And yet our response to people who struggle with mental illness such as depression seems to be quite different than our reaction to “sick” people. There is a stigma of mental illness whereby people are met with judgment and condemnation rather than empathy and compassion. Depression is seen not as a potentially useful state but rather as an indication of weakness or a character flaw.
We often encourage people to “snap out of it” rather than use depression as an opportunity to reflect. This may be particularly problematic as this approach is in direct opposition to the proposed adaptive response of depression that requires taking time to rest and focus on difficult issues.
Imagine we forced people who were fighting an infection to work, socialize and engage in regular household activities. The energy needed for fighting the infection would be placed elsewhere, thus risking prolonging the infection’s effect on our bodies. And yet people who struggle with depression are often expected to go on with their daily lives regardless of how they feel.
I have been thinking about this topic quite a bit since interviewing Hip Hop artist Hopsin, who has been outspoken about his struggle with depression and suicidal thoughts. And in his new song “Alone With Me” he chronicles his own thought process of addressing his life issues.
Depression is an opportunity for us to heal
So, If depression is an opportunity for us to heal, how can we maximize the utility of our depression to address the issues that we face?
First and foremost, we must challenge the stigma of mental illness
that leads us to judge and criticize people who struggle with depression. Just as we give people who experience sickness care and compassion so they can heal, we need to consider depression to be part of a larger coping process that allows someone to address whatever issues they are facing.
This could include anything from simply not criticizing a depressed individual, all the way to helping them clear away work, social, and household duties and making them as comfortable as possible in order to address whatever issues they may face. And just as we would not force a sick person to socialize or work to make them feel better, we should not push depressed people into these activities before they are ready. Similarly, we must fight the temptation to stigmatize ourselves for depression and show ourselves this same compassion by letting ourselves heal.

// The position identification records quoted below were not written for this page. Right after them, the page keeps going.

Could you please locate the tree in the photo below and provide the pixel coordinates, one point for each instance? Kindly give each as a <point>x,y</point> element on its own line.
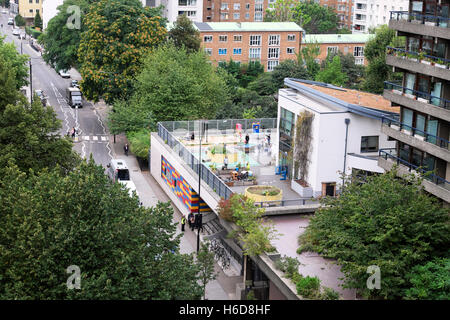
<point>123,250</point>
<point>377,70</point>
<point>118,35</point>
<point>205,261</point>
<point>38,21</point>
<point>15,61</point>
<point>332,73</point>
<point>19,20</point>
<point>387,222</point>
<point>61,39</point>
<point>173,85</point>
<point>185,34</point>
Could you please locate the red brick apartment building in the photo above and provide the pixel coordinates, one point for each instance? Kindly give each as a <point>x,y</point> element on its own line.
<point>268,42</point>
<point>235,10</point>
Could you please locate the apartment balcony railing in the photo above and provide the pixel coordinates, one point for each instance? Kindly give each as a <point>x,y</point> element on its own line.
<point>438,21</point>
<point>428,175</point>
<point>420,57</point>
<point>417,95</point>
<point>430,138</point>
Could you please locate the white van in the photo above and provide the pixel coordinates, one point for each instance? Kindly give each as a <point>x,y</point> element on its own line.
<point>118,172</point>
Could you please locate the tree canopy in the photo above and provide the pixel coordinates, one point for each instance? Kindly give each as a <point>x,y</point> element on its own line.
<point>386,222</point>
<point>118,35</point>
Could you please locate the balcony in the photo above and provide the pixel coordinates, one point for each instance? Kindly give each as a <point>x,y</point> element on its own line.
<point>432,183</point>
<point>418,62</point>
<point>427,25</point>
<point>417,100</point>
<point>437,146</point>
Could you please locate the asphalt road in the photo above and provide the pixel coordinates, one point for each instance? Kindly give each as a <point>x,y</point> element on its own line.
<point>93,136</point>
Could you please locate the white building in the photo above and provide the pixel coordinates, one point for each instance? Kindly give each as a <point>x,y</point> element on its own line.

Second, we need to encourage people to see depression as an opportunity for healing.
In the case of depression, that means helping an individual directly address whatever may have triggered the depression. That could include being willing and available to talk to someone who is depressed about what they are going through or helping them seek out treatment of some kind. Depending on the hypothesis of what is causing the depression, this might include counseling or it may include medication to address biological issues that are perpetuating the depression.
Finally, we must resist the strong temptation to think that depression disconnects people from their identity.
When we are depressed, we often feel like a different person, completely disconnected from our purpose in life and the roles we play.
But if we can see depression as an opportunity to recognize that there is something that is occurring in our lives that is interfering with our achieving those goals, we can reinterpret our depression as our mind and body’s way of telling us we need to tend to that issue. From this perspective, taking care of ourselves when we are depressed is something we do to assert who we are and what we want in life, rather than something that represents weakness and a retreat from our goals and purpose.
To be sure, depression causes tremendous suffering for the depressed individual and the people who care about that individual. Viewing depression as an opportunity to heal should not in any way minimize or trivialize the pain that depressed people feel.
But out of respect for that pain and suffering, it is crucial that we stop stigmatizing depression and depressed individuals and treat depression as an opportunity to heal rather than an excuse to judge. In doing so we give depressed people the best opportunity to address the issues they face that may be perpetuating depression and retain the respect and dignity they deserve.